Question

Extracting only soft/hard clipped reads from a bam file

1

Entering edit mode

19 months ago

jcn ▴ 30

Hello all!

I am working on some data but need a little bit of help with a bit of an unusual task. We are looking at where lentiviral DNA has inserted itself in our host genome, and to do this we need to find the boundaries of the junctions between viral/human DNA. I need to be able to look at only the soft/hard clipped reads within my bam file. Does anyone know a way to do this with awk or some other tool? Thanks! What I have tried:

samtools view -h sample.bam | awk '$6 ~ /H|S/{print}' | samtools view -bS > sample.clipsOnly.bam

(above solution does not work, and is taken from this post: How to remove reads with hard/soft clipping along with its mate?)

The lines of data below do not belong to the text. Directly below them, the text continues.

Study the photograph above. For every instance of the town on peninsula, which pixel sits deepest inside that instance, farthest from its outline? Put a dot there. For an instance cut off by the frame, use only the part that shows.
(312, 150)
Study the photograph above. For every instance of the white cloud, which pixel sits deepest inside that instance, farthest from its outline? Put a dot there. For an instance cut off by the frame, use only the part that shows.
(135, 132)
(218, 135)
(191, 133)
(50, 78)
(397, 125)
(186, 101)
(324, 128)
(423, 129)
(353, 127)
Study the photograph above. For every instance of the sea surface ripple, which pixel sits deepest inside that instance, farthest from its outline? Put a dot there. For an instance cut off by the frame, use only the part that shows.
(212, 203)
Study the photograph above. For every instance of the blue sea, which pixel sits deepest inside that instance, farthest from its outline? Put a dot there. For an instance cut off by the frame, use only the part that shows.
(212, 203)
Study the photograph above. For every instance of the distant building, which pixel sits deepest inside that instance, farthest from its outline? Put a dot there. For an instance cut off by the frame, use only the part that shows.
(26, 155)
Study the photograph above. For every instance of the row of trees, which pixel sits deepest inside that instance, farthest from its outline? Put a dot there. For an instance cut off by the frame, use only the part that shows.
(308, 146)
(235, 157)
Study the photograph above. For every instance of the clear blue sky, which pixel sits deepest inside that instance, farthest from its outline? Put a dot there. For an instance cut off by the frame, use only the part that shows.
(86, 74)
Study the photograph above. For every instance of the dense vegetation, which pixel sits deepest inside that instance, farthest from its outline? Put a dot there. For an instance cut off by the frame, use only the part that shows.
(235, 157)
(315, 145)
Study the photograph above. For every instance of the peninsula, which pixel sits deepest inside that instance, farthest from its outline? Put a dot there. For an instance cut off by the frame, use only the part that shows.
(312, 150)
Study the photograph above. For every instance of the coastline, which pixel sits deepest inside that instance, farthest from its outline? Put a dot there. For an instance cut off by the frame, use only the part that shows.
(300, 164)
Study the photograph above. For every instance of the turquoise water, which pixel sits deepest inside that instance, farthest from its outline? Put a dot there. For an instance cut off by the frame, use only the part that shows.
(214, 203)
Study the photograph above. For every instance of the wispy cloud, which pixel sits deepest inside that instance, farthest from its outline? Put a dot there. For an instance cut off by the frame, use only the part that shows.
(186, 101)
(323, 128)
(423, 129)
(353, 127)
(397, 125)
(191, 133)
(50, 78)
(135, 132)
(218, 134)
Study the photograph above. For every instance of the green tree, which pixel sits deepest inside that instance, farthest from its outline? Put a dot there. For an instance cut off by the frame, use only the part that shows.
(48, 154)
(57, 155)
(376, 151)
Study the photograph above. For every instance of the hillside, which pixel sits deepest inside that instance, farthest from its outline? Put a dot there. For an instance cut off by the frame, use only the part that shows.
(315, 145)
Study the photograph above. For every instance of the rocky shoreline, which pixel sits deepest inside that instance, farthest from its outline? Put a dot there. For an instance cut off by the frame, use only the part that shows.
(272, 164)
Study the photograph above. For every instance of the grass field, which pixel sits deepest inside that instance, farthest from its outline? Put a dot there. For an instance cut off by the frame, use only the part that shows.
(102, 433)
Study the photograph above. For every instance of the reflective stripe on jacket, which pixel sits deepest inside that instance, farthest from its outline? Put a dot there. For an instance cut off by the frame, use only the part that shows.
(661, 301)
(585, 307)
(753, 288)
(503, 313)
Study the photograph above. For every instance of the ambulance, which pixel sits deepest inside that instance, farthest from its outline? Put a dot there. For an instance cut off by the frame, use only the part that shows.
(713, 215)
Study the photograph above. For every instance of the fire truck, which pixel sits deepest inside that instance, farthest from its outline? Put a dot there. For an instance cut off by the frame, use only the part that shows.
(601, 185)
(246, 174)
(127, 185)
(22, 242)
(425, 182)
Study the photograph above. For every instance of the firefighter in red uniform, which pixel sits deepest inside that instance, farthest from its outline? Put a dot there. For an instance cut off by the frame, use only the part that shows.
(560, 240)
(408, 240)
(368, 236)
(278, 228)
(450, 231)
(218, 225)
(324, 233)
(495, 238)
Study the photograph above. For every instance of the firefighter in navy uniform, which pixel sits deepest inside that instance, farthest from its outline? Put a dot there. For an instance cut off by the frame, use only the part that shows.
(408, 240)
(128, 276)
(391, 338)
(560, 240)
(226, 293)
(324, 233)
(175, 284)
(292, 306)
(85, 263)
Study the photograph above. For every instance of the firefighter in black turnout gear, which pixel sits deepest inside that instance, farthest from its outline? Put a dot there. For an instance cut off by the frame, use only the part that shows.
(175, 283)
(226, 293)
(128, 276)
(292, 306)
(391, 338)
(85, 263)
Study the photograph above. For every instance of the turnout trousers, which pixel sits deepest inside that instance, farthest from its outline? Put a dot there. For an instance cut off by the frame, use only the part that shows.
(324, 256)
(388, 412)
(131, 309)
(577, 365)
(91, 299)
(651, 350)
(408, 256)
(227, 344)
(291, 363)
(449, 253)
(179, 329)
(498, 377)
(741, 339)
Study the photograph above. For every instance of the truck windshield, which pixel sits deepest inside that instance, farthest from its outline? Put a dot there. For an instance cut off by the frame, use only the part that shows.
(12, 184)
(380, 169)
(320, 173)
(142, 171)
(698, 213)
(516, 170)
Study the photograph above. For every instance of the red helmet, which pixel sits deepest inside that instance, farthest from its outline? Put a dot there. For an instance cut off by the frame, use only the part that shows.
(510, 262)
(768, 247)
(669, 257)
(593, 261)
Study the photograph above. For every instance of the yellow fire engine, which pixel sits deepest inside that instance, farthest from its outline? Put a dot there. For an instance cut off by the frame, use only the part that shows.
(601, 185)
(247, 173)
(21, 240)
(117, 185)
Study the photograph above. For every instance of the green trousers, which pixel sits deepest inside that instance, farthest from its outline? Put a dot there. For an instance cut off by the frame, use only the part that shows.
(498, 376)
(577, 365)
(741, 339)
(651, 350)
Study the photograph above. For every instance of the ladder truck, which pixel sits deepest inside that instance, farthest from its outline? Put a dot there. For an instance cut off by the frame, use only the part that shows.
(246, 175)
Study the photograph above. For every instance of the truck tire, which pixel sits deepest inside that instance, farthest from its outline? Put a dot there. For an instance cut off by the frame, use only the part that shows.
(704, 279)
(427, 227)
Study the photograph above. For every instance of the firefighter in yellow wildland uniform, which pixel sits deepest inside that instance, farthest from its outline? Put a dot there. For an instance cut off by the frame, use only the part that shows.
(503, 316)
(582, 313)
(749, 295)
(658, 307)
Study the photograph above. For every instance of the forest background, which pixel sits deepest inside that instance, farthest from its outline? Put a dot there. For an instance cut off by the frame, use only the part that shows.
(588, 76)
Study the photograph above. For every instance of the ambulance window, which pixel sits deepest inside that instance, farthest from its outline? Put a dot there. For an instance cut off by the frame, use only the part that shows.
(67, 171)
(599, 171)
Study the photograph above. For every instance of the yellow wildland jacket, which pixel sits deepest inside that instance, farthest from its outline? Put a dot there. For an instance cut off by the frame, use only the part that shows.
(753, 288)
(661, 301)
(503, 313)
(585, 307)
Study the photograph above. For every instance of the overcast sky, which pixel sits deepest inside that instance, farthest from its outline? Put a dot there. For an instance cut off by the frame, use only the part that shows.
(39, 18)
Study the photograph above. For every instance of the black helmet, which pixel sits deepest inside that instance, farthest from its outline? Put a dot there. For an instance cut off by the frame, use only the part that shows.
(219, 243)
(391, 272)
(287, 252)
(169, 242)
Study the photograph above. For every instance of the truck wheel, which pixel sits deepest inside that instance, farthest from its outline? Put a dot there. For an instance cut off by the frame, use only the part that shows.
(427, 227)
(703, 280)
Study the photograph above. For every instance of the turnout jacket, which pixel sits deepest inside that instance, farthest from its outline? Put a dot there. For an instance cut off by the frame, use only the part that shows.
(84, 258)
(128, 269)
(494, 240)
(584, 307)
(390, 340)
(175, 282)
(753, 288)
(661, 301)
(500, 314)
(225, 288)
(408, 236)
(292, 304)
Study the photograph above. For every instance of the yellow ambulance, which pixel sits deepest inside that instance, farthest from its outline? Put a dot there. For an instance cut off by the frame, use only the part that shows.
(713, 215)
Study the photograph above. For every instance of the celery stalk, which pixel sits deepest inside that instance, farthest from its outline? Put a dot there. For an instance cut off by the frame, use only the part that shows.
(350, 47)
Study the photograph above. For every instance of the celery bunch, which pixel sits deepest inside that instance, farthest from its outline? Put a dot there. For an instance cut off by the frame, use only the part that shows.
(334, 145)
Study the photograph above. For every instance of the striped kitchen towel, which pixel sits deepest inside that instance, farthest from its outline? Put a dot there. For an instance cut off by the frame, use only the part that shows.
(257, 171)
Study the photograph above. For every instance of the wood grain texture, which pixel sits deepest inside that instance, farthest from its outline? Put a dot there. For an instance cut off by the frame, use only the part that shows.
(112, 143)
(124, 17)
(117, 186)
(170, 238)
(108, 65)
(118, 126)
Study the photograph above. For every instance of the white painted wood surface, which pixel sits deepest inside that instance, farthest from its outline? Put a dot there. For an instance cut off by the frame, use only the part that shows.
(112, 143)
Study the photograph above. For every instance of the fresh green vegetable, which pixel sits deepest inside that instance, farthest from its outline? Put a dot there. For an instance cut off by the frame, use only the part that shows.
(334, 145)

I should also add that filtering for only the hard clipped reads works. This is the error I get when filtering for hard and soft or just soft:

[E::sam_parse1] no SQ lines present in the header

[W::sam_read1] Parse error at line 2

samtools view: error reading file "-"

bam reads NGS clipped data_analysis • 1.4k views

ADD COMMENT • link updated 4 months ago by Pierre Lindenbaum 161k • written 19 months ago by jcn ▴ 30

score 2 · Answer 1 · 2023-11-30

Hi

I know it was more than a year, but I'll just leave the answer here maybe it will help someone. With the modified code of yours, the script will only print the alignments that have hardclip or softclip, that means you'll loose the header, which is what samtools complains about after you pipe tha awk result to it.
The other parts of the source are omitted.